Sometimes you, the reader, are so inspired or incensed by what you’ve read, you pick up a pen or fill out a form or draft an email or make a call and share your thoughts about what you’ve read. Sometimes the author writes (etc) back. Sometimes someone else picks up your thought and takes it in another direction. Sometimes you’re so inspired, you create something of your own; sometimes you (as mixed with the original artist) inspire someone else. And so it goes.

This is all to say that digital publishing isn’t especially radical. The blogosphere is all a-twitter (such a lovely concept when you think positive thoughts) with the New York Times’ digital publishing story. See, digital publishing is scrambling the industry’s rules. But not really.

We like to think of new media as being off-the-map, but the truth of the matter is that while the tools are changing, the actual act of creating remains largely untouched. Art builds upon art which builds upon art. But, yeah, the industry rules are changing.

Which is why we got a good chuckle out this (we’re sorry, but really, the outrage is too…naive… to bypass):

“Does that mean ‘Anna Karenina’ goes hand in hand with my niece’s blog of her trip to Las Vegas?” asked Jane Hamilton, author of “The Book of Ruth” and a forthcoming novel, “When Madeline Was Young.” “It sounds absolutely deadly.” Reading books as isolated works is precisely what she wants to do, she said. “When I read someone like Willa Cather, I feel like I’m in the presence of the divine,” Ms. Hamilton said. “I don’t want her mixed up with anybody else. And I certainly don’t want to go to her Web site.”

Yeah, it can mean that. But more likely it might mean that Hamilton’s niece will look to Anna Karenina and think, “Hmm, I wonder how I can do something with that.” And if her trip to Las Vegas somehow mirrored Tolstoy’s story, maybe she’d indulge in a modern retelling of the story. And maybe her revisioning of the story won’t be done in a way that fits the traditional publishing mold.

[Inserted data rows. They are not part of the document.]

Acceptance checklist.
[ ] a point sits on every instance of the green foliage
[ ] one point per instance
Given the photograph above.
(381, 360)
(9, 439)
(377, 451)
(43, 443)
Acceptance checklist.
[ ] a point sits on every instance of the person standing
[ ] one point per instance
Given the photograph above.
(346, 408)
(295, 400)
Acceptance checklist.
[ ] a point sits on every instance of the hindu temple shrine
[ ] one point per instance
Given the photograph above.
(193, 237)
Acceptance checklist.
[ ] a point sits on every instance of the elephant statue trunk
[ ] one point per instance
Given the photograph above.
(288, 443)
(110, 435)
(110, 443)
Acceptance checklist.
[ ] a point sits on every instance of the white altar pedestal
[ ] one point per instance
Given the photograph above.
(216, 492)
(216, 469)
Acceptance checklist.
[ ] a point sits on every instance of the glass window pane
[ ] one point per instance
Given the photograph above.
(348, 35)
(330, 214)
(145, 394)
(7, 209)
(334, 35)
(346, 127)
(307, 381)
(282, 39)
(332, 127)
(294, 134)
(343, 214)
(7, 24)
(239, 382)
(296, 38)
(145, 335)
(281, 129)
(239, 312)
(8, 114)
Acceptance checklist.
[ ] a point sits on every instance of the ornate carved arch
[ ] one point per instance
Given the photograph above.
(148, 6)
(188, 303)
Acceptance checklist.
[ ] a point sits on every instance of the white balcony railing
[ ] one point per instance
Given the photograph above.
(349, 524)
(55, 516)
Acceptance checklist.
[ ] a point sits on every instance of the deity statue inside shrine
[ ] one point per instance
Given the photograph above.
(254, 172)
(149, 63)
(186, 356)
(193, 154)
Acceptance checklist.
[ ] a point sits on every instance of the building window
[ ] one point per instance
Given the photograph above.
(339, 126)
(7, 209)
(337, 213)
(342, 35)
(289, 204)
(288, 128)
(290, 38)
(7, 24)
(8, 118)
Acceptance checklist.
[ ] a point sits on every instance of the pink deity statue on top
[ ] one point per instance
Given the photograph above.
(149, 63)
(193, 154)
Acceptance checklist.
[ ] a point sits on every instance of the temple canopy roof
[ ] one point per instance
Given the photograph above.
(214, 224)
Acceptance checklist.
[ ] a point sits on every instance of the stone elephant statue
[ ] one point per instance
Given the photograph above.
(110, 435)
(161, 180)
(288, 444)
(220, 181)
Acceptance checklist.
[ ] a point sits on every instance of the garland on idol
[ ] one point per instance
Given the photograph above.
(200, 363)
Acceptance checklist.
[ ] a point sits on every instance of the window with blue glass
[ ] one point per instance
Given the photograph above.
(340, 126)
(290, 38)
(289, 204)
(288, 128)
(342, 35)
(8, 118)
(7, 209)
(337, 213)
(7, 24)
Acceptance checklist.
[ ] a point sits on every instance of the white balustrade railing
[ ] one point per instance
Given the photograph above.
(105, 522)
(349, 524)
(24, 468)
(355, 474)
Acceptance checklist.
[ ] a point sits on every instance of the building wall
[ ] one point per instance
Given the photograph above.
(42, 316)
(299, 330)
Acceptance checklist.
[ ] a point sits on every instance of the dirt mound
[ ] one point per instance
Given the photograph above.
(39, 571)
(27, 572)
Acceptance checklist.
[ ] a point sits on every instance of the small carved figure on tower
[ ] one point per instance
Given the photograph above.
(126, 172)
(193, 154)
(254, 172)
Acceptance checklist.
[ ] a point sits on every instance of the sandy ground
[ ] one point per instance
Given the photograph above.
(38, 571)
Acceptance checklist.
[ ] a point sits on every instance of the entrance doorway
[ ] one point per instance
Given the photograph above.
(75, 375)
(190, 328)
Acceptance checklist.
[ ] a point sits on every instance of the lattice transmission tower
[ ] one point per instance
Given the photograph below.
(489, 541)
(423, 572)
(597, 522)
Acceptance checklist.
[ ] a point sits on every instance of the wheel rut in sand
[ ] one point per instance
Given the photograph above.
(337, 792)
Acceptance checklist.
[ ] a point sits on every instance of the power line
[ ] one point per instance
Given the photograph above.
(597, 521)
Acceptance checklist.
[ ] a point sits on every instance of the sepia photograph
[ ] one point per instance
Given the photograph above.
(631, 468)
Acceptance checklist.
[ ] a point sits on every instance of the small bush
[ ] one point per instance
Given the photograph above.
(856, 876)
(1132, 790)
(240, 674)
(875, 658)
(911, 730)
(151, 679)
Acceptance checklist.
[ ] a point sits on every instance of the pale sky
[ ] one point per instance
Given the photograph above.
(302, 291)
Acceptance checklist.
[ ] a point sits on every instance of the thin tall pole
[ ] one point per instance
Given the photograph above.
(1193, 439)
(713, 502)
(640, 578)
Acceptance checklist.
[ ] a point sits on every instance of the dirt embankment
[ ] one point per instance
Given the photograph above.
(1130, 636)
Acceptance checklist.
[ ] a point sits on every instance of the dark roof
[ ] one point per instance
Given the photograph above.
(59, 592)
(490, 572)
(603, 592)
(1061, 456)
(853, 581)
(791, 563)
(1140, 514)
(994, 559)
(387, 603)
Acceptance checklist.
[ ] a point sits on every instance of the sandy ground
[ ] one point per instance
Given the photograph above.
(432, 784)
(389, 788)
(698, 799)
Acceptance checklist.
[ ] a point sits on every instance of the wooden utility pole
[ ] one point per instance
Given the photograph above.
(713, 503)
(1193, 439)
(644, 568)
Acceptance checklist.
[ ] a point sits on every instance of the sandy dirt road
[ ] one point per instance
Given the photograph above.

Possibly the biggest change will be artists — writers — deciding to bypass the machine. If you’ve hung around the publishing industry for any length of time, you know that it’s an elitist game. That’s not a bad thing; only so many books can be published by any given publisher in any given year. There are many factors that go into making publishing decisions, including, yes, commercial prospects. We all want to believe that pure talent will win. And sometimes it does.

We are entering a world where niche markets rule. We are all niche in our own way, and that’s what makes us human. Your work may not appeal to everyone, but your work may appeal to someone. Isn’t that what it’s about? You have something to say, and somehow you connect with someone who responds, “Yes, I feel exactly the same way.”

We all have dreams of becoming bestsellers and striking it rich and sitting next to Oprah (okay, maybe not all of us dream this — it is not a BS dream, but we are rather odd around here). But as we dream, we are working on the thing we love. We are writing. Some of us are pushing our work out to an audience who is receptive (shocking, stunning, and humbling). We are seeing that sometimes financial reward can come in different ways.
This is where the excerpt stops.